About the Author
David Chisnall is a regular columnist for InformIT and is nearing completion of a Ph.D. in computer science from the University of Wales. He cofounded and actively contributes to the open source Étoilé desktop environment, participated in a Knowledge Transfer Project, and has jumped enthusiastically into numerous other in-the trenches tech adventures.
Excerpt. © Reprinted by permission. All rights reserved.
This book aims to serve as a guide to the Xen hypervisor. The interface to paravirtualized guests is described in detail, along with some description of the internals of the hypervisor itself.
Any book about an open source project will, by nature, be less detailed than the code of the project that it attempts to describe. Anyone wishing to fully understand the Xen hypervisor will find no better source of authoritative information than the code itself. This book aims to provide a guided tour, indicating features of interest to help visitors find their way around the code. As with many travel books, it is to be hoped that readers will find it an informative read whether or not they visit the code.
Much of the focus of this book is on the kernel interfaces provided by Xen. Anyone wishing to write code that runs on the Xen hypervisor will find this material relevant, including userspace program developers wanting to take advantage of hypervisor-specific features.
Overview and Organization
This book is divided into three parts. The first two describe the hypervisor interfaces, while the last looks inside Xen itself.
Part I begins with a description of the history and current state of virtualization, including the conditions that caused Xen to be created, and an overview of the design decisions made by the developers of the hypervisor. The remainder of this part describes the core components of the virtual environment, which must be supported by any non-trivial guest kernel.
The second part focuses on device support for paravirtualized and paravirtualization-aware kernels. Xen provides an abstract interface to devices, built on some core communication systems provided by the hypervisor. Virtual equivalents of interrupts and DMA and the mechanism used for device discovery are all described in Part II, along with the interfaces used by specific device categories.

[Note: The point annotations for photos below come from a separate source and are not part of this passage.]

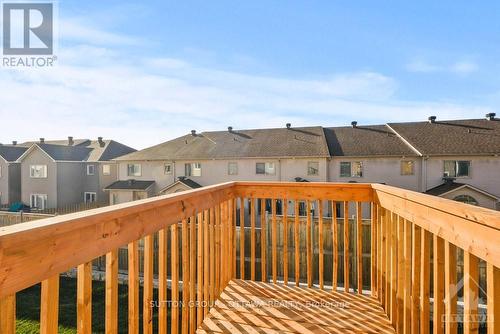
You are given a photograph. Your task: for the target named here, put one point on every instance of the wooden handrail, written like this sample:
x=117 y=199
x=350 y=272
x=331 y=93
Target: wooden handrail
x=54 y=245
x=202 y=229
x=474 y=229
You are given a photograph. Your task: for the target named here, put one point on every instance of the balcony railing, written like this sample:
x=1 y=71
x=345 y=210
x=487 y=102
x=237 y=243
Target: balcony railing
x=407 y=251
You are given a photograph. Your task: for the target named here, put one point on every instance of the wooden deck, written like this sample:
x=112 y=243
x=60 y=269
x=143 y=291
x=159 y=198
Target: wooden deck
x=256 y=307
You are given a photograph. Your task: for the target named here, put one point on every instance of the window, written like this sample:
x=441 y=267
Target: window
x=266 y=168
x=38 y=201
x=351 y=169
x=466 y=199
x=302 y=209
x=454 y=168
x=312 y=168
x=134 y=170
x=106 y=169
x=193 y=169
x=114 y=198
x=38 y=171
x=407 y=167
x=167 y=169
x=232 y=168
x=89 y=197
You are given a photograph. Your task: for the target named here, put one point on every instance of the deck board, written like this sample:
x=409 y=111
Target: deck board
x=257 y=307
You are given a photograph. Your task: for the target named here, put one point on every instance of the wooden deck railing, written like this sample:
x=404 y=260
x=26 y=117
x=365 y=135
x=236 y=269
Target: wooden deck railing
x=415 y=243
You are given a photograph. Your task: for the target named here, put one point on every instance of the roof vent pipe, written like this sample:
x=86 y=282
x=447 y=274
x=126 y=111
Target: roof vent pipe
x=491 y=116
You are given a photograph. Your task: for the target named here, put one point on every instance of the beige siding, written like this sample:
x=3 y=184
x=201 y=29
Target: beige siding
x=379 y=170
x=46 y=185
x=485 y=173
x=4 y=182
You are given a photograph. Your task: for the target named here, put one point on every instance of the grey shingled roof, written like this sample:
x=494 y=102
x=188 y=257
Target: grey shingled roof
x=90 y=151
x=459 y=137
x=108 y=150
x=11 y=152
x=130 y=185
x=359 y=141
x=64 y=142
x=282 y=142
x=190 y=183
x=66 y=153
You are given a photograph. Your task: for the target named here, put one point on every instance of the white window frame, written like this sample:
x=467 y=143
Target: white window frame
x=234 y=169
x=114 y=198
x=403 y=169
x=92 y=194
x=192 y=169
x=35 y=176
x=170 y=168
x=135 y=172
x=351 y=165
x=269 y=168
x=456 y=162
x=309 y=168
x=90 y=170
x=108 y=171
x=35 y=198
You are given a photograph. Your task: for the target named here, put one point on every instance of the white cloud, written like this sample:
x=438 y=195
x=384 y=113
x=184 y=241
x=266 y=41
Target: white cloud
x=79 y=30
x=97 y=91
x=461 y=67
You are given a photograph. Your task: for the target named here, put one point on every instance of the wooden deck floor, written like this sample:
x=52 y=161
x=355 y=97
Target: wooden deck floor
x=256 y=307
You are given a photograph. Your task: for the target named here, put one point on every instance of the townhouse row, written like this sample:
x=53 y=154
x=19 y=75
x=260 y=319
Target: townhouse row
x=454 y=159
x=56 y=174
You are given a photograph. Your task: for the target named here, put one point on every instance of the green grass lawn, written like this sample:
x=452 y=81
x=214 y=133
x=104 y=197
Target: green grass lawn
x=28 y=308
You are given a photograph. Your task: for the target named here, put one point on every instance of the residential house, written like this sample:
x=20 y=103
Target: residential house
x=200 y=159
x=58 y=174
x=416 y=155
x=463 y=151
x=10 y=173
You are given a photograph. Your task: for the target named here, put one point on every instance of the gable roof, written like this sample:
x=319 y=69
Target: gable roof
x=76 y=142
x=90 y=151
x=107 y=150
x=66 y=153
x=359 y=141
x=449 y=186
x=460 y=137
x=130 y=185
x=258 y=143
x=190 y=183
x=11 y=153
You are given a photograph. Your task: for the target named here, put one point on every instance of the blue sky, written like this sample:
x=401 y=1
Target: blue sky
x=144 y=72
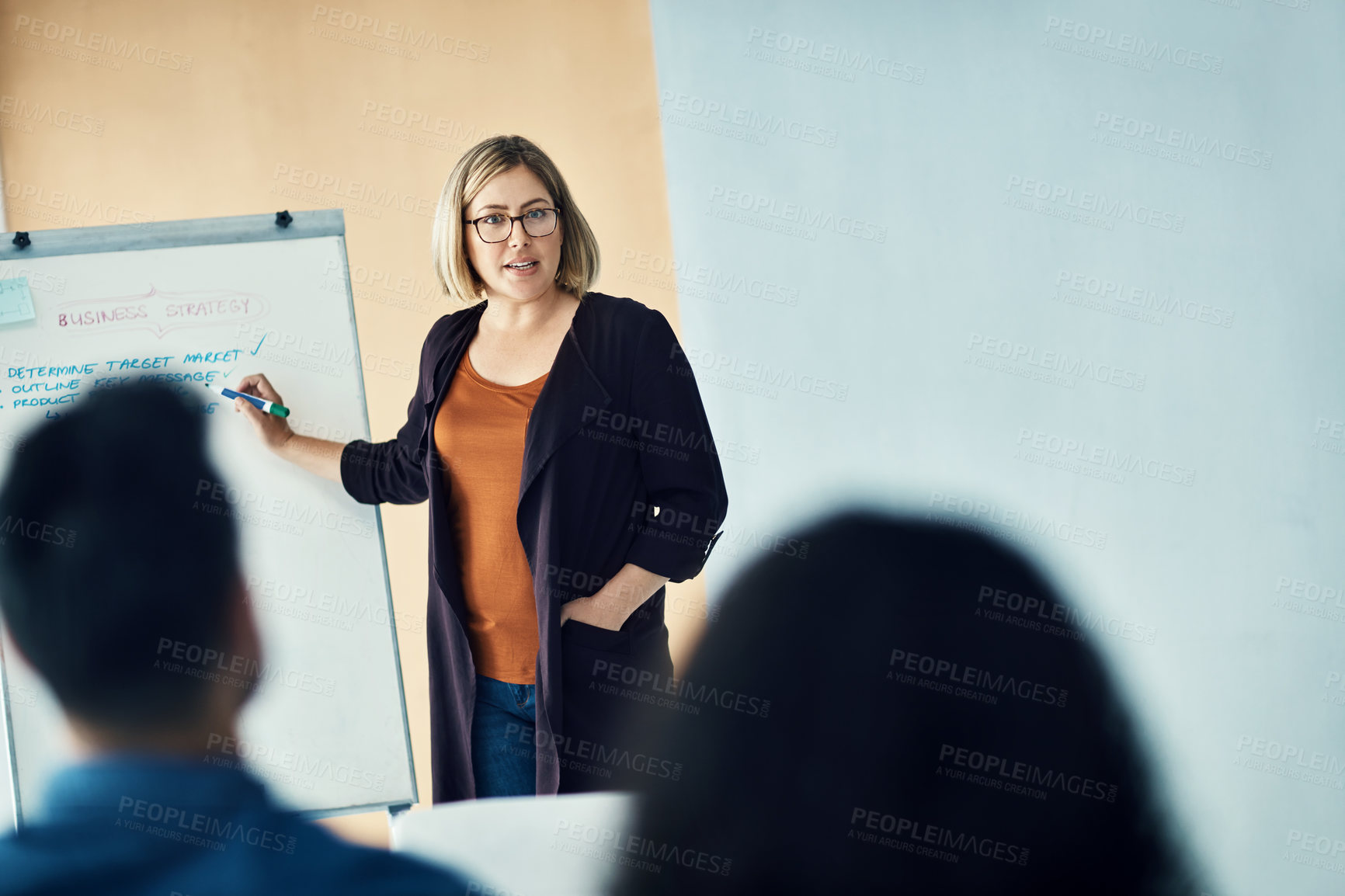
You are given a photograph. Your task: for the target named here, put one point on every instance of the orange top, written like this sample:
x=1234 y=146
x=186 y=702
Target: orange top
x=479 y=432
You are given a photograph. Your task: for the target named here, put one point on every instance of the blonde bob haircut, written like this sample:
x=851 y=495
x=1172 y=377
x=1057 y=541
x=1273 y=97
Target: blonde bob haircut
x=487 y=159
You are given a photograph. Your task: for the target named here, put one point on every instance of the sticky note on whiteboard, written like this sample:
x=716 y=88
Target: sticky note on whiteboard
x=15 y=300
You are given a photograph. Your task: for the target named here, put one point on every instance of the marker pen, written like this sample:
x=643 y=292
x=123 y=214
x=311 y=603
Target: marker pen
x=266 y=407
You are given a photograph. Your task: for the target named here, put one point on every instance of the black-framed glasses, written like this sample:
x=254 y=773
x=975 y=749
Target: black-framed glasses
x=496 y=227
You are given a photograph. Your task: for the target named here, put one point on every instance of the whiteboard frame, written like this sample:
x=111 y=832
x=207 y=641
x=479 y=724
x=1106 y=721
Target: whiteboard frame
x=213 y=231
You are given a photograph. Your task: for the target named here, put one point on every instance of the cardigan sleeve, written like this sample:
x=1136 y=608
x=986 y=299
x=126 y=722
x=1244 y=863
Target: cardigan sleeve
x=393 y=471
x=678 y=460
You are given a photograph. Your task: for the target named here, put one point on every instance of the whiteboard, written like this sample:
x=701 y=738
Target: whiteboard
x=200 y=303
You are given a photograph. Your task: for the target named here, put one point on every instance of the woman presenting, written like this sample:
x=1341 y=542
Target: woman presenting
x=560 y=439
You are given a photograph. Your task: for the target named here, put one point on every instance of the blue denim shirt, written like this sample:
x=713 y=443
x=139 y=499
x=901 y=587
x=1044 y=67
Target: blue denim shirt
x=163 y=826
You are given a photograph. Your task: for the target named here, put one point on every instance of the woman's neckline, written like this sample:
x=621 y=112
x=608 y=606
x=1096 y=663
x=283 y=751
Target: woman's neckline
x=475 y=374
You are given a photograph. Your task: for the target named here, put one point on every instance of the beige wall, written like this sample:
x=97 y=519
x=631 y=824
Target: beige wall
x=190 y=110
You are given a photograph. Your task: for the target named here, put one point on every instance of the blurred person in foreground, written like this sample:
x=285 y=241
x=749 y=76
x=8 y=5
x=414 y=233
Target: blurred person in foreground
x=123 y=558
x=911 y=710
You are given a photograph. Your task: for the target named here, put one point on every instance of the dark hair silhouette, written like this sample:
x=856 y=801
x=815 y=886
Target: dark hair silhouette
x=937 y=723
x=115 y=538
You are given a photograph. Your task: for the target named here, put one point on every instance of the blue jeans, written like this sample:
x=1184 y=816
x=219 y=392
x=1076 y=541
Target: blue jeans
x=505 y=739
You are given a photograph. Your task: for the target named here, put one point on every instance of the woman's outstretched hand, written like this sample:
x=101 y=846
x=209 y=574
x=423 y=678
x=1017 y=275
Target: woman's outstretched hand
x=273 y=431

Part III takes a look at how the management tools interact with the hypervisor. It looks inside Xen to see how it handles scheduling of virtual machines, and how it uses CPU-specific features to support unmodified guests.
An appendix provides a quick reference for people wishing to port operating systems to run atop Xen.
This book uses a number of different typefaces and other visual hints to describe different types of material.
Longer listings have line numbers down the left, and a gray background. In all listings, bold is used to indicate keywords, and italicized text represents strings and comments.
Listings that are taken from external files will retain the line numbers of the original file, allowing the referenced section to be found easily by the reader. The captions contain the original source in square brackets. Those beginning with example/ are from the example sources. All others, unless otherwise specified, are from the Xen sources.
Comments from files in the Xen source code have been preserved, complete with errors. Since the Xen source code predominantly uses U.K. English for comments, and variable and function names, this convention has been preserved in examples from this book.
During the course of this book, a simple example kernel is constructed. The source code for this can be downloaded from: http://www.prenhallprofessional.com/title/9780132349710.
Use as a Text
In addition to the traditional uses for hypervisors, Xen makes an excellent teaching tool. Early versions of Xen only supported paravirtualized guests, and newer ones continue to support these in addition to unmodified guests. The architecture exposed by the hypervisor to paravirtualized guests is very similar to x86, but differs in a number of ways. Driver support is considerably easier, with a single abstract device being exposed for each device category, for example. In spite of this, a number of things are very similar. A guest operating system must handle interrupts (or their virtual equivalent), manage page tables, schedule running tasks, etc.
This makes Xen an excellent platform for development of new operating systems. Unlike a number of simple emulated systems, a guest running atop Xen can achieve performance within 10% that of the native host. The simple device interfaces make it easy for Xen guests to support devices, without having to worry about the multitude of peripherals available for real machines.
The similarity to real hardware makes Xen an ideal platform for teaching operating systems concepts. Writing a simple kernel that runs atop Xen is a significantly easier task than writing one that runs on real hardware, and significantly more rewarding than writing one that runs in a simplified machine emulator.
An operating systems course should use this text in addition to a text on general operating systems principles to provide the platform-specific knowledge required for students to implement their own kernels.
Xen is also a good example of a successful, modern, microkernel (although it does more in kernelspace than many microkernels), making it a good example for contrasting with popular monolithic systems.